It is unlikely for a relationship to exist in the absence of communication. Without this connection, individuals cannot share ideas. All interactions will be useless. While attraction leads to fondness, it is how people interact that glues them together. So, although means and forms and communication differ, the principles are constant. An understanding of communication theories can place one at a vantage position. Of importance are two theories: Relational Dialectics Theory and Genderlect Style Theory.
These two theories are not only valid but also identify the key factors that enhance or inhibit interpersonal communication within social contexts. Indeed, the articulation of these two theories can increase one’s chances of building healthy relationships, for they deal with the most entrenched assumptions. The Relational Dialectics Theory, which was developed by Leslie Baxter and Barbara Montgomery, asserts that there is “tension, struggle, and general messiness of close personal ties” (Griffin, Ledbetter, & Sparks, 2015, pp. 137).
The Relational Dialectic focus on the tension that surrounds interpersonal communication and relationships, whereby one identifies areas of conflicts but prioritizes the collective aim of a relationship. For example, a person who values privacy has to remain transparent in a relationship. Similarly, the Genderlect Style defines the reason members of different genders tend to communicate and interact uniformly. For this theory, it occurs that men differ in aspirations from women due to the way they approach matters in that “women seek human connection, whereas men are concerned mainly with status” (Griffin, Ledbetter, & Sparks, 2015. p. 433). Primarily, while women value emotions men pursue facts. Moreover, these theories are applicable in real life situations. The Relational Dialectic theory is valid when one is identifying the source of conflicts in relationships.
In such situations, it is clear that the thoughts and the actions of those in a relationship clash.

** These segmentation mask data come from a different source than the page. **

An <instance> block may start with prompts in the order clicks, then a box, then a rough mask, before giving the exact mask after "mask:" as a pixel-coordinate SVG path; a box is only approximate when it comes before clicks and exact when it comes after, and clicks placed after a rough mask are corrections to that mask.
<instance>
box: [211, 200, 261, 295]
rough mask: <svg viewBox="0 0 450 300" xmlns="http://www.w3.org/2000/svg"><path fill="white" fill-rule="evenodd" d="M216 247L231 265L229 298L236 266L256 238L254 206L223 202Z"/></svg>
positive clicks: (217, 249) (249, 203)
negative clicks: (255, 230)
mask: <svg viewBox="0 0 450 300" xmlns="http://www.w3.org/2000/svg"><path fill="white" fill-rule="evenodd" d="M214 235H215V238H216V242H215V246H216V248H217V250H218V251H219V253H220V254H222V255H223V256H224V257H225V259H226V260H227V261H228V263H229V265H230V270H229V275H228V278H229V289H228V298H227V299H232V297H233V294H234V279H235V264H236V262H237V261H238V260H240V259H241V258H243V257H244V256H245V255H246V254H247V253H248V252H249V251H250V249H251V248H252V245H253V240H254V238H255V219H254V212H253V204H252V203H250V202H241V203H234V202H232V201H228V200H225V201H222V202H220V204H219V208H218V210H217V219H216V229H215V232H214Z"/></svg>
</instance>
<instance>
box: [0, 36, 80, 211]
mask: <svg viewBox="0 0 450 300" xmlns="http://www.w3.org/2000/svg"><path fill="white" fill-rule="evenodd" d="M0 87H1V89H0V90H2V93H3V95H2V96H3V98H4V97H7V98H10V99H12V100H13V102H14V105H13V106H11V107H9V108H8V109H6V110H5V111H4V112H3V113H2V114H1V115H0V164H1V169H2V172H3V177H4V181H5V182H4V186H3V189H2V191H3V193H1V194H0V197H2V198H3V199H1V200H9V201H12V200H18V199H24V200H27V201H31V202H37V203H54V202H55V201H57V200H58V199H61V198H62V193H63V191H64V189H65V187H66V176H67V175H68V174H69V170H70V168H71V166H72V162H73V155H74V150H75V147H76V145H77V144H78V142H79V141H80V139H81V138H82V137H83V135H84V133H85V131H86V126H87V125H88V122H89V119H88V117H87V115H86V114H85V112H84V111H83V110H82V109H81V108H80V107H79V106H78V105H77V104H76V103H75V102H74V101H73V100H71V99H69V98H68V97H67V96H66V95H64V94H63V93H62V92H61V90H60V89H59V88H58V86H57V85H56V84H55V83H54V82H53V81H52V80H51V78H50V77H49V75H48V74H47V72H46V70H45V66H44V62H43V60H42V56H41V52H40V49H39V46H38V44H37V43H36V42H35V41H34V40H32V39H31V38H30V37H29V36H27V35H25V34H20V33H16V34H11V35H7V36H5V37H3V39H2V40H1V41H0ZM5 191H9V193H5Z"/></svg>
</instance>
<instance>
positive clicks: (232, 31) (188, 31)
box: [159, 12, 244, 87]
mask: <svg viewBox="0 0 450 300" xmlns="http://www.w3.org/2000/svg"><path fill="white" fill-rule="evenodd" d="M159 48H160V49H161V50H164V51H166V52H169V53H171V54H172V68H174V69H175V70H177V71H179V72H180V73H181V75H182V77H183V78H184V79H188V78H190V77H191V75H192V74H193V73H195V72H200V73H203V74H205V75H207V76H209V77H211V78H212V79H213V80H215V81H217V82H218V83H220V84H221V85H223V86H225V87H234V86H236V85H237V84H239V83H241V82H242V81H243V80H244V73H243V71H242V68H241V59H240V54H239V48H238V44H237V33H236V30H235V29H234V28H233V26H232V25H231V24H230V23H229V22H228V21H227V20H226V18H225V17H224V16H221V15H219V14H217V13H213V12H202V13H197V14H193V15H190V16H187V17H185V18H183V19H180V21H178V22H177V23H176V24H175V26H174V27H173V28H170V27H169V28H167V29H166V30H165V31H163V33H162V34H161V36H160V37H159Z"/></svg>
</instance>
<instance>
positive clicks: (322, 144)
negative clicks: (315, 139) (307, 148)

It helps establish a binding position for discussions, because of the “contradiction between connection and autonomy as primary strain within all relationships. If one side wins this me-we tug-of-war, the relationship loses” (Griffin, Ledbetter, & Sparks, 2015, pp. 39). It occurs that when people are in a relationship, they have to accept one another and create terms of engagement. But in the pursuit of these terms, one can create tensions with the internal values gained from experience. On the other hand, aspects of the Genderlects Style occur when men and women converse. While women will be interested in cultivating emotional depth, men will avoid sentimentalism. As such, their discussions will be based on facts and fewer assumptions. Men also seek to accentuate status, but women tend to focus on social bonds.
The Genderlect Style extends cultural theories to the genders asserting that “understanding each other’s style, and the motives behind it, is the first step in overcoming destructive responses” (Griffin, Ledbetter, & Sparks, 2015, pp. 438). For example, it uses the same principle that explains the difference between Americans and Chinese in interactions and applies the same elements to gender contexts. Furthermore, the understanding of these theories has improved my chances of effectiveness in interpersonal communication.
The Relational Dialectics Theory is relevant because it help the identification of sources of conflict, and so helps overcome the trivial and focus on the essential, which is the maintaining of a healthy relationship. Its application in my endeavors has been of benefit by increasing my chances of avoiding conflicts and focus on the common elements that bring people together. With the understanding of this theory, it is easier to manage conflicts in social settings. Even so, the Genderlect Styles Theory has enhanced my relationship with members of different genders.
It is possible to understand the value system based on this theory and, therefore, pursue valid and memorable interpersonal encounter. With this knowledge of the strategies that men and women adopt, it is possible to “create impressions, some of which may differ significantly from the truth” (Tannen, 2001, pp. 47). One can identify and clear the assumptions, leading to a positive experience. Also, these theories can be supported scripturally. In the Bible, the principle of love governs every interaction.
It is also true that people were built in the image of the Almighty God. As such, the respect between individuals as an extension of the relationship with the Lord. It is important that people consider each other as the closest one can get to the Lord. For it is written that “if someone says ‘I Love God and hates his brother, he is a liar; for he whom does not love his brother whom he has seen, how can he love God whom he has not seen? ” (1 John 4:20, KJV). It is clear that the principle of love governs the two schools of thought.
Central to these theories is the fact that one should treat others with respect, and that is a subject of the Relational Dialectics Theory. The other aspect that relates is the principle of reciprocation where one should “do to other as you would want them do to you” (Luke 6:10, KJV). In conclusion, because humans are social beings, there exist several factors that determine the effectiveness of interactions and communication. The encounters are determined by assumptions and expectations, which can also limit the effectiveness of relationships.
The two theories identify the tensions that surround interactions, especially within social contexts. While the Relational Dialectics Theory deals with conflicting values between the outwardly expressed and the individual worldviews of individuals in different forms of relationships, the Genderlect Style Theory focuses on specific gender attributes that govern communication and interactions. At any rate, these communication theories, when skillfully applied, can place one at an advantageous position in interactions.